鏡に映った自分を見つめ、私はにっこりとほほ笑みを浮かべる。
セオの一件からしばらく経ち、最初の頃はセオに何か言われるのではないかとびくびくしていたが、あれ以来の接触はなく、安堵した。ただ、あの日の晩、妖精達のところに遊びに行くと、しばらく遊んでいなかった反動か、妖精達にさんざん付き合わされて、一睡もすることなく次の日を迎えた時は授業が始まって初日だと言うのに居眠りをしてしまい、授業が全く記憶にない。
もうすぐ魔法の授業が始まるらしく、今日は魔力の測定があるとのことであった。
前世は魔力は無尽蔵といわれるくらい大量にあった私だが、今世はどうなのだろうかと疑問に思っている。前世と同じならば、測定の時に調節しなければ大事になりそうで気をつけなければと内心気が気ではない。
傷一つないカバンを持ち、時間はまだ早いが、教室へと向かって歩き始めた。
寮を出て中庭を歩いていくと、空は青く澄んでいて、鳥が数羽で楽しそうに飛んでいくのが見えた。
春の風はとても心地良く、微かに花の香りがした。
青空を見上げると、アベルの事を思い出す。結局、未だにあの少年の事についてなにも分かっていない。ポケットに入れていた少年の落としたハンカチを取り出して小さくため息をついた。
「アベル・・・会いたいな・・・」
あの少年がアベルだとは限らない。それは分かっているのに、それでも期待してしまう。生まれ変わったのはアベルに会うためだと、そう自分が勝手に思いたいだけなのかもしれないが。
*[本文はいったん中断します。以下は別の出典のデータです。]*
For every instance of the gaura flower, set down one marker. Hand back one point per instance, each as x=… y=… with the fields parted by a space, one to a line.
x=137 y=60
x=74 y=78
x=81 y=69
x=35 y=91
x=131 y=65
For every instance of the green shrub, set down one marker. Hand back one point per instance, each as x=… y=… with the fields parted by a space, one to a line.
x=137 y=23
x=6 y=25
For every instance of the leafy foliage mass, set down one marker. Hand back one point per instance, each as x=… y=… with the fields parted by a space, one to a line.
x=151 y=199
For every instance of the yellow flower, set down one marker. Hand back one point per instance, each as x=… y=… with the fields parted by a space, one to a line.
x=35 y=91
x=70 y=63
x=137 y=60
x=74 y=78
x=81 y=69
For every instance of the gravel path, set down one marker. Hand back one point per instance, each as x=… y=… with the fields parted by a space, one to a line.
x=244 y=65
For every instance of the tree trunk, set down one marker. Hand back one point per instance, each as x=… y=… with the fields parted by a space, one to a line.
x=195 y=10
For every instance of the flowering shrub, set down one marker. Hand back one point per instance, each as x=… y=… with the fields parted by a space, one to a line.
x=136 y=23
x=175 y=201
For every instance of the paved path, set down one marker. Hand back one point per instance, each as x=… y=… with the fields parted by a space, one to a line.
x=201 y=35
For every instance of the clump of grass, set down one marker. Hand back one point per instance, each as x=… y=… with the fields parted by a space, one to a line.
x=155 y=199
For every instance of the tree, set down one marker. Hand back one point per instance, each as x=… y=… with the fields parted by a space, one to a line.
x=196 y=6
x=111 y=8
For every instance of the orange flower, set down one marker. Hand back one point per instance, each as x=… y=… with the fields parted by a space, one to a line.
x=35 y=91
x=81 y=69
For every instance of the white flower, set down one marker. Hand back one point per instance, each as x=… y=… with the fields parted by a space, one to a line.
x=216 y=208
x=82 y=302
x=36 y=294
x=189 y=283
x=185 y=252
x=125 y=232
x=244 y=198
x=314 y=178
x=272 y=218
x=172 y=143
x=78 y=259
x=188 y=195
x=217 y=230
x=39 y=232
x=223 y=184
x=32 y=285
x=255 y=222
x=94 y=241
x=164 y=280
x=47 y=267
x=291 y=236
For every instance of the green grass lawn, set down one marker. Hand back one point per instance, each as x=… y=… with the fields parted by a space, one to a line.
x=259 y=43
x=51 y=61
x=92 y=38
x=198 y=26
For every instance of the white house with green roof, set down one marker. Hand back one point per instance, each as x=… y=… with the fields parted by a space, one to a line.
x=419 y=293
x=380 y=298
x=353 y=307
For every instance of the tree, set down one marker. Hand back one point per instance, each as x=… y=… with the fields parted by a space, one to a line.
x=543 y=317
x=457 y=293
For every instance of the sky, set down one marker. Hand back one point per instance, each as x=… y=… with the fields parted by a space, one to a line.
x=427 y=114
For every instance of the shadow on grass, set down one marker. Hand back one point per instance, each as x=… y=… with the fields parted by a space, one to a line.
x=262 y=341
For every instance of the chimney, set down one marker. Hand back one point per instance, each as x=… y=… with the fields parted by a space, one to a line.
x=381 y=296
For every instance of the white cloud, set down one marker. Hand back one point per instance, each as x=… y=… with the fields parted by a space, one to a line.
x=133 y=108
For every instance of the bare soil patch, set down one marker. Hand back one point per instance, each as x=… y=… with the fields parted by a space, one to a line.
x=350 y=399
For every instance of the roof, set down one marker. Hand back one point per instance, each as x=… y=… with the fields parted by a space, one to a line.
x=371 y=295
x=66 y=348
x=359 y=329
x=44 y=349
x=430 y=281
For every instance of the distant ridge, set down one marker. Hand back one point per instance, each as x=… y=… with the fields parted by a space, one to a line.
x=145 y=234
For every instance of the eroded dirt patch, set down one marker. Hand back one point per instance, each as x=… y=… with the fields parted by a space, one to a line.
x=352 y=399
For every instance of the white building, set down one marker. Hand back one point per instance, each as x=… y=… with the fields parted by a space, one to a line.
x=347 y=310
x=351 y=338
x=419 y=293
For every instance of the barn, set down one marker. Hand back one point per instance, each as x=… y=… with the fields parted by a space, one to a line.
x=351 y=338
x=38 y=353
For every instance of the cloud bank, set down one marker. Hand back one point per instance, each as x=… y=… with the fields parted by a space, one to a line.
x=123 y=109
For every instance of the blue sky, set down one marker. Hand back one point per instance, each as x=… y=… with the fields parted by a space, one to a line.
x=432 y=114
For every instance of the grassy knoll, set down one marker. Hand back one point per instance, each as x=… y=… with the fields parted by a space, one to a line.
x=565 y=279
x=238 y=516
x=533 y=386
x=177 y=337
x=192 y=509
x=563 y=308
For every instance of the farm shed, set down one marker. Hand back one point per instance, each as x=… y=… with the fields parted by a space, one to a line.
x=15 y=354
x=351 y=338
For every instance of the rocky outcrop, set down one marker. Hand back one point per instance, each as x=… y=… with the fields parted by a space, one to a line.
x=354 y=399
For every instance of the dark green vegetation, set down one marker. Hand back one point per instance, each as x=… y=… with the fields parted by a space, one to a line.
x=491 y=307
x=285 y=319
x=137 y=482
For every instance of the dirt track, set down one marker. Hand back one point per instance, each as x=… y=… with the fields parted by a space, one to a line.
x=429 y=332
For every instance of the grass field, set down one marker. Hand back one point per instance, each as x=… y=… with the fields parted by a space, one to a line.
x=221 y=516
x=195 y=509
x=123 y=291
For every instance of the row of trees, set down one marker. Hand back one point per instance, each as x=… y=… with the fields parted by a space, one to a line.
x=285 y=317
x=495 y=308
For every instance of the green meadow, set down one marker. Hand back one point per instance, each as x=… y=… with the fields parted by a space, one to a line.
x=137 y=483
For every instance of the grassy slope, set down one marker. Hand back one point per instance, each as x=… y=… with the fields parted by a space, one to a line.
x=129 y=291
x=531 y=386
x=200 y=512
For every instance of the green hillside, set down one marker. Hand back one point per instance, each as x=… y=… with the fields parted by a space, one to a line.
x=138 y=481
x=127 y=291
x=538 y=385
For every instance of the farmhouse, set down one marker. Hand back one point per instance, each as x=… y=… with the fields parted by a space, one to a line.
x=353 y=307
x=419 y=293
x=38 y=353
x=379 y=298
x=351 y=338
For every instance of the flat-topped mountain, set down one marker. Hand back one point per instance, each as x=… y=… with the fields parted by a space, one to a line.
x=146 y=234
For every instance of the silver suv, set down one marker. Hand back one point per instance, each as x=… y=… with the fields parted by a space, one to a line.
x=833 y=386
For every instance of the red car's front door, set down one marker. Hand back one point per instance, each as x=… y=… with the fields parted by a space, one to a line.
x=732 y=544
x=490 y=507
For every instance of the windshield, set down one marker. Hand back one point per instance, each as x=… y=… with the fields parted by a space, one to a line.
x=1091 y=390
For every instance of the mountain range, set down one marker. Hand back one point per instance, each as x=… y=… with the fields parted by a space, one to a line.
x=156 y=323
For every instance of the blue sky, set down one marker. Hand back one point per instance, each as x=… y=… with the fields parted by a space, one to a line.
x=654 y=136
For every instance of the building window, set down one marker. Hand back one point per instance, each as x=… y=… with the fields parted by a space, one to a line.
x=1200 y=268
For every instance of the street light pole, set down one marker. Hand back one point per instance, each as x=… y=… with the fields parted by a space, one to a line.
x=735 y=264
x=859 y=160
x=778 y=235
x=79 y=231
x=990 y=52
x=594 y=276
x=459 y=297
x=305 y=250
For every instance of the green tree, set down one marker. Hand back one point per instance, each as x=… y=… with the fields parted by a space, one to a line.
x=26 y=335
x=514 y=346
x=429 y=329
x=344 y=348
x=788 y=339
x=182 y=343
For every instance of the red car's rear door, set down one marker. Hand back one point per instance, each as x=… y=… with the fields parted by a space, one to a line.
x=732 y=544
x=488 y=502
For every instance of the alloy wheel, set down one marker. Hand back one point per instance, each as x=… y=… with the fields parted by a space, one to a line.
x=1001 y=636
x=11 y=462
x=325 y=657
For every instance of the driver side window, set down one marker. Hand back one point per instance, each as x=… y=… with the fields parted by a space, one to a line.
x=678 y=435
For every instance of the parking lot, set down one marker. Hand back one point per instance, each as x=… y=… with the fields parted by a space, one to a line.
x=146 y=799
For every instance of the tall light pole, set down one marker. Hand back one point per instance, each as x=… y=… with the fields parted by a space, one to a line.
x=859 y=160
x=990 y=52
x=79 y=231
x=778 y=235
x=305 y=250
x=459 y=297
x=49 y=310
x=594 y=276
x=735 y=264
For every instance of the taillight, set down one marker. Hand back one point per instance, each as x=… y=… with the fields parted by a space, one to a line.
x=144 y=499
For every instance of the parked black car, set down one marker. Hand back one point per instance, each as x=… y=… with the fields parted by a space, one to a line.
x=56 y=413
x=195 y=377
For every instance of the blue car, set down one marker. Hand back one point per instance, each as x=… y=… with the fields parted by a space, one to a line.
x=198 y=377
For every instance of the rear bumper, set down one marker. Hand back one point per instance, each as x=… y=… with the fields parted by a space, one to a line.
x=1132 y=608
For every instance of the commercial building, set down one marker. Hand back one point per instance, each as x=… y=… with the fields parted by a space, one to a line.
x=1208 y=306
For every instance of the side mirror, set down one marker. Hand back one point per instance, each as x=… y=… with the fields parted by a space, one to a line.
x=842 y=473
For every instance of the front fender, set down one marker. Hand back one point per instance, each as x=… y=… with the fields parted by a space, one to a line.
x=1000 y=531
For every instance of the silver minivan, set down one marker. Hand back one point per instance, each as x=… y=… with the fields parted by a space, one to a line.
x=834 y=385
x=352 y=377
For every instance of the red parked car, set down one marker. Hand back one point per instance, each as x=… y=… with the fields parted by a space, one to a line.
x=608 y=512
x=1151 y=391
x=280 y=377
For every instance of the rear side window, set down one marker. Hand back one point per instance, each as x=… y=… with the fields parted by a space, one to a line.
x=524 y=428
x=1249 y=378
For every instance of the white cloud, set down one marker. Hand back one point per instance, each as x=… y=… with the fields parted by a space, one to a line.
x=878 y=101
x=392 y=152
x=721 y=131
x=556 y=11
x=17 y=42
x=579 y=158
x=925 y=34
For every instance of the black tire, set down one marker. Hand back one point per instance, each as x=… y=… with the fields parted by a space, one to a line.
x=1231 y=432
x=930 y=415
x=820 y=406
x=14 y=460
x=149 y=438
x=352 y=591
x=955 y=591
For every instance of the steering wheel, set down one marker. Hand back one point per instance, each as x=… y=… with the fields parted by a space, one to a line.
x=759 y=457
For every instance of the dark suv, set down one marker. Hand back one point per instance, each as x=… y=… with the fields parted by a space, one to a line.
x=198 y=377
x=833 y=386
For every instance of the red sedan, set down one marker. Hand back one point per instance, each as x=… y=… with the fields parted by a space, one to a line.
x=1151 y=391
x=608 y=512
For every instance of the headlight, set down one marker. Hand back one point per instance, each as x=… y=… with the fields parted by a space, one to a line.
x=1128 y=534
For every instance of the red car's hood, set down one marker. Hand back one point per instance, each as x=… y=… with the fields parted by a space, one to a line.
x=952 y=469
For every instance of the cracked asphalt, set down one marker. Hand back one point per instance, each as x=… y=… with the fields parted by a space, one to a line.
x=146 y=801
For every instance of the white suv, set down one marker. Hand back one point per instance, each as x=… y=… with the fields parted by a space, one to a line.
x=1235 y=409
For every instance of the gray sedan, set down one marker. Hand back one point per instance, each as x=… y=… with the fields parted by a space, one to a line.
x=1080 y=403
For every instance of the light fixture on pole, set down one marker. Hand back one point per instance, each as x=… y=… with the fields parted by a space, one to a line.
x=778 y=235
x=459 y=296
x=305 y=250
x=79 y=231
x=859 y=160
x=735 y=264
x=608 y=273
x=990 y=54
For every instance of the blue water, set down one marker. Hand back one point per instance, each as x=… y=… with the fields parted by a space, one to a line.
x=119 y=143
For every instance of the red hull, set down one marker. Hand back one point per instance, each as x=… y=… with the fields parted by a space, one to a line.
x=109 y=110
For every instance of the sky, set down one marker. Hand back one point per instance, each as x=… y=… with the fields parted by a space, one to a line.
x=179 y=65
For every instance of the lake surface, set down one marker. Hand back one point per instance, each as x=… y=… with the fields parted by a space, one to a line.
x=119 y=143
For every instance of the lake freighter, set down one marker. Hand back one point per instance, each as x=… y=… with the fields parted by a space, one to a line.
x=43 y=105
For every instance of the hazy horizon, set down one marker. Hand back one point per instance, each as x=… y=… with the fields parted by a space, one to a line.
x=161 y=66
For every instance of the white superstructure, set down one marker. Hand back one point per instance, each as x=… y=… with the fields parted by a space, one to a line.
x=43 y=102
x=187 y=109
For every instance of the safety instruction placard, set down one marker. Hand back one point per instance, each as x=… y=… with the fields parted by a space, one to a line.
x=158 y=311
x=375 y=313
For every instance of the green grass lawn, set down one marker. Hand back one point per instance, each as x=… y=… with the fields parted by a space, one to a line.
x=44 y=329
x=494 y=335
教室につき、気持ちを切り替えようと教師の話に集中をする。
クラスの中にはすでにいくつかのグループが出来ており、その一番の勢力としては公爵令嬢のカトリーヌ嬢を中心としたグループである。カトリーヌ嬢の取り巻きは日に日に増えていっているようだ。
金色の髪を色とりどりのリボンで飾っているカトリーヌは、クラスで一番美しく高貴な存在であるとばかりにかなり威張っている姿が見られた。
私は友達をどうやって作ればいいのか未だによくわからず、一人ぼっちである。
教壇の上に魔力の測定用の水晶玉が置かれ、担任の教師が来ると一人一人魔力が測定されていく。
測定方法は水晶を両手に持つだけ。そうすると、水晶が体内の魔力量を視覚化し、どのくらいの魔力を有しているか、体を包む魔力によって分かるのだ。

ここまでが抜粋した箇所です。